Rendements inférieurs

Le bio connaît en effet des rendements inférieurs – le pourcentage varie selon toute une série de facteurs, mais il est typiquement de quelques dizaines de pourcent. Cela est notamment dû à ce que, quand les plantes sont attaquées par des ravageurs, elle ne peut pas recourir à des produits aussi efficaces que l’agriculture conventionnelle. Une plus grande part des récoltes est perdue. Il faut donc cultiver une surface plus grande qu’en agriculture conventionnelle pour produire la même quantité de nourriture – de quelques dizaines de pourcents. Si la planète entière se convertissait du jour au lendemain au bio sans un changement profond de ses habitudes alimentaires, il faudrait donc trouver de 20% à 40% de terres arables en plus, au détriment des espaces naturels. L’accélération de la déforestation serait presque inévitable. On se heurterait cependant rapidement à un autre obstacle, physiquement totalement infranchissable.

Un trio de nutriments

Toutes les plantes ont besoin de puiser des nutriments dans le sol, au premier rang desquels le phosphore, le potassium et l’azote. Or, ceux qu’elles contiennent est retiré du champ au moment de la récolte – et, dans les sociétés modernes, finissent en partie dans nos toilettes, après avoir transité dans nos assiettes. Il faut donc continuellement en rapporter dans les champs. Le phosphore et le potassium peuvent venir de sources minérales, certes non inépuisables. Ce n’est pas le cas de l’azote. Si cet élément constitue la plus grande partie de l’air, les plantes ne peuvent pas l’assimiler sous cette forme. Pour qu’il rentre dans le cycle végétal, il doit d’abord être synthétisé par des bactéries vivant en symbiose avec certains hôtes, comme les légumineuses. De là, il se diffuse dans les règnes végétal et animal, qui ne peuvent s’en passer.

Deux sources

«Les agriculteurs traditionnels apportaient l’azote nécessaire (à leurs cultures) de deux manières», écrit le chercheur transdisciplinaire Vaclav Smil2. «En recyclant toutes les matières organiques disponibles et en faisant alterner les cultures de céréales ou d’oléagineux avec des légumineuses.»

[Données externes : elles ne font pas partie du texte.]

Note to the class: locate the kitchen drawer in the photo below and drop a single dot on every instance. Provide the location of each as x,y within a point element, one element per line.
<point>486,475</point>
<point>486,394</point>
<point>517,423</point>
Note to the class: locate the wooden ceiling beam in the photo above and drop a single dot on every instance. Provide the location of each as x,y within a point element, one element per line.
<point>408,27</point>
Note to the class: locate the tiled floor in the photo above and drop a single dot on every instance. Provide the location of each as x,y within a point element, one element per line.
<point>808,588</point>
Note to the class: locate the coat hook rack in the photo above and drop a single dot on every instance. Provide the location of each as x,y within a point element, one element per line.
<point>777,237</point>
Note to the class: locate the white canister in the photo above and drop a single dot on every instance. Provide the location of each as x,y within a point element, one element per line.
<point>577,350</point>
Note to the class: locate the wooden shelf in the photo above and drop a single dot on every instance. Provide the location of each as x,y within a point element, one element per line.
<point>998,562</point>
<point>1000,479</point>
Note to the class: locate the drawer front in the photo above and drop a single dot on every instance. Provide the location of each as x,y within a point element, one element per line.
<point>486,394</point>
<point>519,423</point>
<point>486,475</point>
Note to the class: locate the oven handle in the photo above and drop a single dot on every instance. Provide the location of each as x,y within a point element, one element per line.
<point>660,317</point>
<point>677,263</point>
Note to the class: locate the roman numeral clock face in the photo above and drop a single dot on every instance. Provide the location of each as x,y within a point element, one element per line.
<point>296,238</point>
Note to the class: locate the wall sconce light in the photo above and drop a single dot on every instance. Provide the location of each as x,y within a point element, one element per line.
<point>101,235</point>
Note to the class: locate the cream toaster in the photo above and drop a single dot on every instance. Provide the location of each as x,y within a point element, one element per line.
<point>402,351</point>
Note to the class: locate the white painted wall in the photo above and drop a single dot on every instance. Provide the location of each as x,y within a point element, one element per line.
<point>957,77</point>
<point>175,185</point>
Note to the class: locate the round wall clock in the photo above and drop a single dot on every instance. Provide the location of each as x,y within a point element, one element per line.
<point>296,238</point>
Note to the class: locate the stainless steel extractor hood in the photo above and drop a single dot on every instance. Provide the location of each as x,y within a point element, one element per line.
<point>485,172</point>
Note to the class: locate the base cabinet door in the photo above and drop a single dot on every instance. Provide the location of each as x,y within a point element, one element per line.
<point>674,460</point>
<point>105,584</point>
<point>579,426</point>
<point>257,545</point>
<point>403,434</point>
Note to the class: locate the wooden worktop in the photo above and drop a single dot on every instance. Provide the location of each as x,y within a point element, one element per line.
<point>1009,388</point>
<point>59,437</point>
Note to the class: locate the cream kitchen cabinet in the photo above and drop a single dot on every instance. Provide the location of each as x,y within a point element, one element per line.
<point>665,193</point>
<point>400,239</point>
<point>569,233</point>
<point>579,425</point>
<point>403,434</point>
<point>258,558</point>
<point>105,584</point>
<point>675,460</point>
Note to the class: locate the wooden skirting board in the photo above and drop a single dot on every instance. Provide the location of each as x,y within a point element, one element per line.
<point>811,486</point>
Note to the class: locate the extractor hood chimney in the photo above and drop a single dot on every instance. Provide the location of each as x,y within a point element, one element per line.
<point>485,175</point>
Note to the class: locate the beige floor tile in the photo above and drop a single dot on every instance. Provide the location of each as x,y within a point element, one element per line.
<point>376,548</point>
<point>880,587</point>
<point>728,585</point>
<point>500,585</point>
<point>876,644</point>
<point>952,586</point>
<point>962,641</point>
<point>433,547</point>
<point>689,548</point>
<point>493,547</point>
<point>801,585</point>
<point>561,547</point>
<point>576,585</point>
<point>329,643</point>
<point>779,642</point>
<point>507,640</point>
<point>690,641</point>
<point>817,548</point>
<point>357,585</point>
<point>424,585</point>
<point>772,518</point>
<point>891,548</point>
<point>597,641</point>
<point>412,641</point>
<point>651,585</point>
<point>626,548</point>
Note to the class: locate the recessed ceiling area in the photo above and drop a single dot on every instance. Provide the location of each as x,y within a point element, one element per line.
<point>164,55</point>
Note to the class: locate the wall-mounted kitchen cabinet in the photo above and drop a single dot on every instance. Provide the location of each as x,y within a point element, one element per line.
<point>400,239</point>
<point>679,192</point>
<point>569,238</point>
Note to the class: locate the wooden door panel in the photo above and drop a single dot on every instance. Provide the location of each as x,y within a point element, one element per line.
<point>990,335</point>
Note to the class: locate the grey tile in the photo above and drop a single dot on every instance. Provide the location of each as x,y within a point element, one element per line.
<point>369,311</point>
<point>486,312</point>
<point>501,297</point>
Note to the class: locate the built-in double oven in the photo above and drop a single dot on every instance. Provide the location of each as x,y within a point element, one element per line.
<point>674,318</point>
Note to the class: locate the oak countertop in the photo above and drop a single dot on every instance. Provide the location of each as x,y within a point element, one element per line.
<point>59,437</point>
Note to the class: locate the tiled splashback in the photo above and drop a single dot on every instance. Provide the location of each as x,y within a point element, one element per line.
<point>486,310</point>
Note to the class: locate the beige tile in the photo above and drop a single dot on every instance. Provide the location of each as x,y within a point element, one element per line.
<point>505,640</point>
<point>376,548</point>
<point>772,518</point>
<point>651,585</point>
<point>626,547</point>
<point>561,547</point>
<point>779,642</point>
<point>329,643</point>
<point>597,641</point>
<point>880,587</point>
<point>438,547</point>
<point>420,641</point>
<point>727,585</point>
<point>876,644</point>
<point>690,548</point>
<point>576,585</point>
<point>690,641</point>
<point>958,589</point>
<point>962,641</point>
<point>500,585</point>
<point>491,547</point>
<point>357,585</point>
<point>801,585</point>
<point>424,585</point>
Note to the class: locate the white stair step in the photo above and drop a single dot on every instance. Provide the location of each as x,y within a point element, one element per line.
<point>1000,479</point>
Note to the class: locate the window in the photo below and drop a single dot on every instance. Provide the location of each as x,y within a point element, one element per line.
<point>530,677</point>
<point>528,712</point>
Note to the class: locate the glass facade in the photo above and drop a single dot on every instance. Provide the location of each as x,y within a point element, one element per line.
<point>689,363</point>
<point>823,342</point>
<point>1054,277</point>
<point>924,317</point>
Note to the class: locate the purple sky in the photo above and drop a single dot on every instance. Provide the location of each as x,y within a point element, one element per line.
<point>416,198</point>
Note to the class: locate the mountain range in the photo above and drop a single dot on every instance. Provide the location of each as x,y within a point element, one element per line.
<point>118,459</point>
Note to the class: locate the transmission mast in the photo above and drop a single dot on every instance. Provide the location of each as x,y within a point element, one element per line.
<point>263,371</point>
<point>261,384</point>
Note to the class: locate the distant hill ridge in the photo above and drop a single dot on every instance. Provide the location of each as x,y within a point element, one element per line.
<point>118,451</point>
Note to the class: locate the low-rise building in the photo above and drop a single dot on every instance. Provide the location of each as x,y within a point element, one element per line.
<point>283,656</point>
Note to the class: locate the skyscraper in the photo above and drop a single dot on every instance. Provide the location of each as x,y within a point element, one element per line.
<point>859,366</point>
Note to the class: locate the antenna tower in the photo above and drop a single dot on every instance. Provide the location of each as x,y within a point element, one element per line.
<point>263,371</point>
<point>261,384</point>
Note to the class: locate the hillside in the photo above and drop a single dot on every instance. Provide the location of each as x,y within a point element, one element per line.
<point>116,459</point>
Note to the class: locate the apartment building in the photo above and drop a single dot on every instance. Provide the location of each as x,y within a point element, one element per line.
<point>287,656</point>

Or, dès la fin du XIXème siècle, on s’est aperçu que la quantité d’azote qui pouvait être mobilisée de la sorte était limitée. On craignait qu’elle ne puisse suffire à nourrir une population en croissance et que l’humanité s’achemine inexorablement vers la famine.

Cela aurait effectivement pu être le cas, sans une invention méconnue dont la portée dépasse largement celle d’internet, de la télévision ou du téléphone portable. Il s’agit du procédé Haber-Bosch, mis au point par les chercheurs éponymes peu avant le début de la Première Guerre mondiale. Il permet de synthétiser l’azote de l’air sous une forme utilisable par les plantes, auxquelles on l’apporte sous forme d’engrais.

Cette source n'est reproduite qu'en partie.